Do you think is good to denounce social issues through art?


Yes, I think that art and the society are interconnected. The artist can raise social awareness and waken the public to social problems by effectively criticizing some traditions and objecting to some conventions. A lot of artist country fellows of mine are criticizing the government's ideological approach to politics. Because of the distance that the government has created between Art and the society, the effect of this criticism is not currently very visible. Although, I think it will certainly come out in the long run.

What artists from your country or other places inspire you?


I am most strongly attracted to and inspired by the 15th and the 16th European artists with their exceptionally great talents and powerful and peculiar techniques to draw human anatomy. This, of course, comes from their profound understanding of human identity and their stunning insight into human mentality. In particular, I can refer to the Dutch artist Junas Suyderhooef, as one of the most influential examples. Generally, I can say I am most keenly interested in humanists, who have been recently making a growing contribution to the development of my skills and the realization of my ideas, although I was not much strongly influenced by any school of art early on.


Where do you set inspiration from and how do you start painting?


Typically, I am inspired by my obsessions, and I must say most often I am preoccupied with a spectrum of relationships that range from two individuals, two lovers, the public with the government to humans with their past and future life. Characteristically, I bring war and carpet designs into depicting such interactions. Generally, the original idea is too plain and featureless, then I generously take my time over developing it into a meaningful and thought-provoking work of art. In other words, it is a simple sketch to be built up into a gripping scene; an inseparable stage which, as I have read somewhere, forms the foundation of a decent work of art.

What do you believe is integral to the role of an artist?


The artist is supposed to be sensitive to, conscious of, and positively affected by the world around them. If an artist fails to provoke skepticism and create a question in the target viewer’s mind, he or she must probably look for another profession. In fact, an artist is expected to bring the regular intelligence, conventional training, and available facilities to the creation of a memorable and mind-blowing work of art, trying their best to be unaffected by prejudice, stereotypes, and egotism.

What would you change about the art world?


Today, there is a degree of generality and flexibility in the definition of art. However, sometimes, this generosity seems to be taken to unacceptable extremes. Art, which is supposed to waken the viewer to some global issues of injustice, inequity, discrimination, stereotype and falsehood, sometimes comes down to frivolity and facetiousness. A worthless work Which carries no message and inspires no noble emotion. The change for the better that I try to bring about is that, through my artistic work, I try to emphasize that it is time to see art in a new light.

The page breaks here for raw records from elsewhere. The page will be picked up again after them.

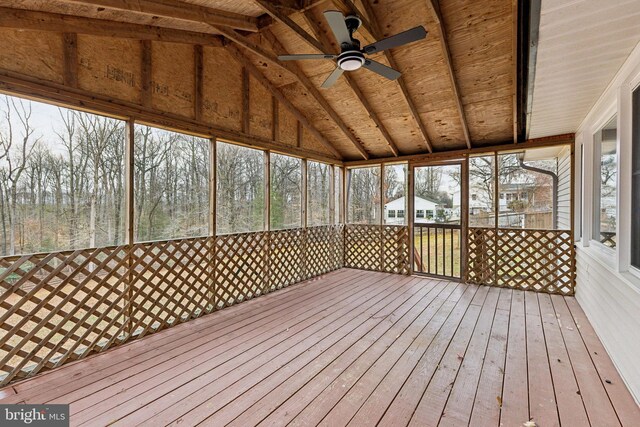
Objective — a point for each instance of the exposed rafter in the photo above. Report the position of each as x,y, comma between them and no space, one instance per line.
372,27
43,21
321,35
297,73
290,23
434,8
169,8
314,92
179,10
253,70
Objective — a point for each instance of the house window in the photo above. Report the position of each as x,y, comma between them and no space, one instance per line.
635,182
395,188
605,186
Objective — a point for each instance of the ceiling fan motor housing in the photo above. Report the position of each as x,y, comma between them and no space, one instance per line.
351,60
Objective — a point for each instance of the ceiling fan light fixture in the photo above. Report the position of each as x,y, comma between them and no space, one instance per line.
351,60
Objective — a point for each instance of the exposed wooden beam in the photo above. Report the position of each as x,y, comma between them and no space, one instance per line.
312,20
42,90
283,18
198,54
434,8
257,74
246,118
549,141
70,64
145,73
514,57
44,21
314,92
371,25
178,10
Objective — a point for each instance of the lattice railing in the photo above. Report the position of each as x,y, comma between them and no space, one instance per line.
60,306
537,260
63,306
379,248
323,250
395,249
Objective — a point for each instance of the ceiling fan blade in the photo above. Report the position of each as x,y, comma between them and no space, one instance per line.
307,56
400,39
381,69
333,77
338,26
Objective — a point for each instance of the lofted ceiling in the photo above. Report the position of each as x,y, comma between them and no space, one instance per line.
457,90
581,46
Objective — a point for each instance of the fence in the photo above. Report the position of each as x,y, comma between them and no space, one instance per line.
537,260
63,306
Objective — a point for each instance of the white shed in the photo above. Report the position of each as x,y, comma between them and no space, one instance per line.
424,210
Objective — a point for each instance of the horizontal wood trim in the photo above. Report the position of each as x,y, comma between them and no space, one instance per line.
550,141
43,21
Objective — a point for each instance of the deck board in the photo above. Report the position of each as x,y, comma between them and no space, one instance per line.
358,348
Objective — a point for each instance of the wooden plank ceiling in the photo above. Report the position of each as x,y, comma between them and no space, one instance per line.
457,88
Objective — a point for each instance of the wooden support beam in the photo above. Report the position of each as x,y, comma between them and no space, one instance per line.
295,70
514,57
375,31
198,55
70,64
549,141
178,10
34,88
253,70
43,21
312,20
246,115
434,9
275,118
314,92
145,73
283,18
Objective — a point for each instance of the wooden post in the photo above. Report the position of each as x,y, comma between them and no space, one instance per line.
332,195
275,129
213,182
199,81
303,220
496,204
245,101
464,218
304,197
70,64
381,210
267,222
146,73
410,217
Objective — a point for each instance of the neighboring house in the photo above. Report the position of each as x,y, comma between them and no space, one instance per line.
424,211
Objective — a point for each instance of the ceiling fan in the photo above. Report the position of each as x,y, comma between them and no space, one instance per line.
351,56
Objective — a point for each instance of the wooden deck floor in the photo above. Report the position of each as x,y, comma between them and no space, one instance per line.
358,348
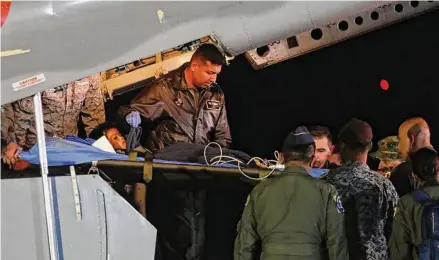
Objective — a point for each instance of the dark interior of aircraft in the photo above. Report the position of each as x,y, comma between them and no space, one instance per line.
328,87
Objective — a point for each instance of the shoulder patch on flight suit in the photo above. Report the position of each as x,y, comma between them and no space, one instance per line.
213,105
246,202
338,204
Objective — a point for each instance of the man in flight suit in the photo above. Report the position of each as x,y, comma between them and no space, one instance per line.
414,222
186,106
63,106
293,216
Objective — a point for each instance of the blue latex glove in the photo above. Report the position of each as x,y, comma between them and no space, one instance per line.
133,119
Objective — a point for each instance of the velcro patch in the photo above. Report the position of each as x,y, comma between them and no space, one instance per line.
338,204
213,105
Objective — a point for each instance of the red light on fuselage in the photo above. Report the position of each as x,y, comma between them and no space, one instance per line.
384,84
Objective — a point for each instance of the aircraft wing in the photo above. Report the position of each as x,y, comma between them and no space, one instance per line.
46,44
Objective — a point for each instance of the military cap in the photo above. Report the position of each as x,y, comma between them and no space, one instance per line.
299,137
387,149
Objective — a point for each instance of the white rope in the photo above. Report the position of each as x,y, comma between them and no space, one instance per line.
218,160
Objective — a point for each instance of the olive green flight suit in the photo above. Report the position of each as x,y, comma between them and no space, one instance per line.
292,216
406,237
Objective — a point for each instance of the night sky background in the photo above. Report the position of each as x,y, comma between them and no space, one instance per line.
326,87
331,85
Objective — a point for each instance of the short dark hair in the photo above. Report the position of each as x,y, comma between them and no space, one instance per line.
320,132
209,52
303,153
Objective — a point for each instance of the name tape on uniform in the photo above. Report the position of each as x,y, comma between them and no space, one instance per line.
28,82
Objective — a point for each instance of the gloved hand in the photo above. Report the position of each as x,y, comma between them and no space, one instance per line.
11,154
133,119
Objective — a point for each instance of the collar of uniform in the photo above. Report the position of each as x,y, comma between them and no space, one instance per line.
356,164
294,170
178,78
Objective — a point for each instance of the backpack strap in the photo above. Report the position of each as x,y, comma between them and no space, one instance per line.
421,196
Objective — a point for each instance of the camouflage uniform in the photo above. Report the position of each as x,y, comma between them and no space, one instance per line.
370,201
62,107
8,131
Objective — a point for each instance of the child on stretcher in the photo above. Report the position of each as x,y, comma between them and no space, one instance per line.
112,133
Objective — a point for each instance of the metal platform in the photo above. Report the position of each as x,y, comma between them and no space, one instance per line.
109,228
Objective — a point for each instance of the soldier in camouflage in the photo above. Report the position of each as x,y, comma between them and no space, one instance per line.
369,198
388,155
62,108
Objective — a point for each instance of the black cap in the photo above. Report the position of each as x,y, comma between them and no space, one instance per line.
356,132
300,137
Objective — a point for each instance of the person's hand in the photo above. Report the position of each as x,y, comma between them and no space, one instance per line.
11,154
133,119
20,165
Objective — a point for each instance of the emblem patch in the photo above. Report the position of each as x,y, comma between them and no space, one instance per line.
178,102
246,202
338,204
212,105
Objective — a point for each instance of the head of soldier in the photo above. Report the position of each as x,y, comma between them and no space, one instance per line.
112,133
425,165
355,141
413,135
388,155
298,149
324,145
204,67
335,157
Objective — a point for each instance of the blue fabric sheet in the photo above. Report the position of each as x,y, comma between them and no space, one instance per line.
61,152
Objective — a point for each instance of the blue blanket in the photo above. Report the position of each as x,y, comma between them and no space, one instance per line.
61,152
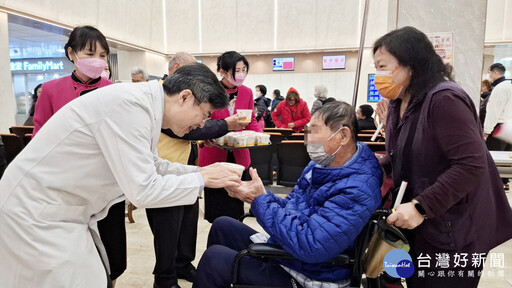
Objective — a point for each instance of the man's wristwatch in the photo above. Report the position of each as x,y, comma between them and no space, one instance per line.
420,208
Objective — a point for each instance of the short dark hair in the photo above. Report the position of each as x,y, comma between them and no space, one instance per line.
263,89
227,62
85,36
338,113
328,100
487,84
498,67
203,83
366,110
413,49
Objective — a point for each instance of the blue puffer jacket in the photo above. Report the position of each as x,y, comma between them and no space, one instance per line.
321,218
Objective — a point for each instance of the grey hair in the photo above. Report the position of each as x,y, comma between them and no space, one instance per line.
203,83
321,91
138,70
338,113
182,58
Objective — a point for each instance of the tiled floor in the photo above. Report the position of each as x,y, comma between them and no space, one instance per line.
141,256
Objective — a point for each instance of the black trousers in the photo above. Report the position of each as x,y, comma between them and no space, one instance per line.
113,235
226,238
174,236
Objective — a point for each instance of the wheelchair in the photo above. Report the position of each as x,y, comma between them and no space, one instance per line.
361,263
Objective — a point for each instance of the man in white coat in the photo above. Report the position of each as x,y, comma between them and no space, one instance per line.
91,154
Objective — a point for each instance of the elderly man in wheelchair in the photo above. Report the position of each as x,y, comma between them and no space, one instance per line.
320,219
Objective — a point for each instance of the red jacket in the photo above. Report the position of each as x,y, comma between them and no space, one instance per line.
298,114
210,155
59,92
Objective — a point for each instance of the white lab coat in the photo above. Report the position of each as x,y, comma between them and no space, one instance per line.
90,153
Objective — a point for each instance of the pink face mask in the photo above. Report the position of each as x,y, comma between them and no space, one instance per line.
105,74
240,77
90,67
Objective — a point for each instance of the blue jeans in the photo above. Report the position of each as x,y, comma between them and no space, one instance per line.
226,238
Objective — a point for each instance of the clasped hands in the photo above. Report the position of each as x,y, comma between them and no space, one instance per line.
220,176
405,216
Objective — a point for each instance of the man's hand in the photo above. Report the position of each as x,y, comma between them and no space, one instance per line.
382,110
406,216
248,190
220,176
234,123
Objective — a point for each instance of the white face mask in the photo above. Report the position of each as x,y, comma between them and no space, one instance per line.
317,152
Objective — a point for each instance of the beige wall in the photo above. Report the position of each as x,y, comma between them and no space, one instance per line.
498,21
7,104
308,73
137,22
155,65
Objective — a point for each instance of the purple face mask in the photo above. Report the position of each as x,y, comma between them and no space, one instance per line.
240,77
90,67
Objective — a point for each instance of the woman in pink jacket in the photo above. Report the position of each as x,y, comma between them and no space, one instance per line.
233,68
88,49
294,112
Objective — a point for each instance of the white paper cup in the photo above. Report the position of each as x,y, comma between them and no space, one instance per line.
239,168
244,114
504,132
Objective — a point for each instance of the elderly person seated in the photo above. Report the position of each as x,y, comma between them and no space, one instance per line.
321,218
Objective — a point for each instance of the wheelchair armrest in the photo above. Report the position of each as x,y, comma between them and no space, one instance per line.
272,250
268,250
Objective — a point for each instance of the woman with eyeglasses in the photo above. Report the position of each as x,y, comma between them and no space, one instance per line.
233,68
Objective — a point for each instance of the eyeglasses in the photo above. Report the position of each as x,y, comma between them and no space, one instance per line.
206,115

What are you currently working on?


Currently, I am working on a project using pen and ink, titled “the struggle for the lollipop”. This is more of image creating than painting. Because the scope of art is fantastically broad, and at the same time, I'm into more than one field of art, I am finding it hard to concentrate on any single project. consequently, my projects are going along too slowly.
To finish off, I do not mind admitting that, despite the relatively long way that I have come in art, I never set myself up as an artist, although I am more than simply pleased that my work has attracted your attention which will certainly not fail to inspire me.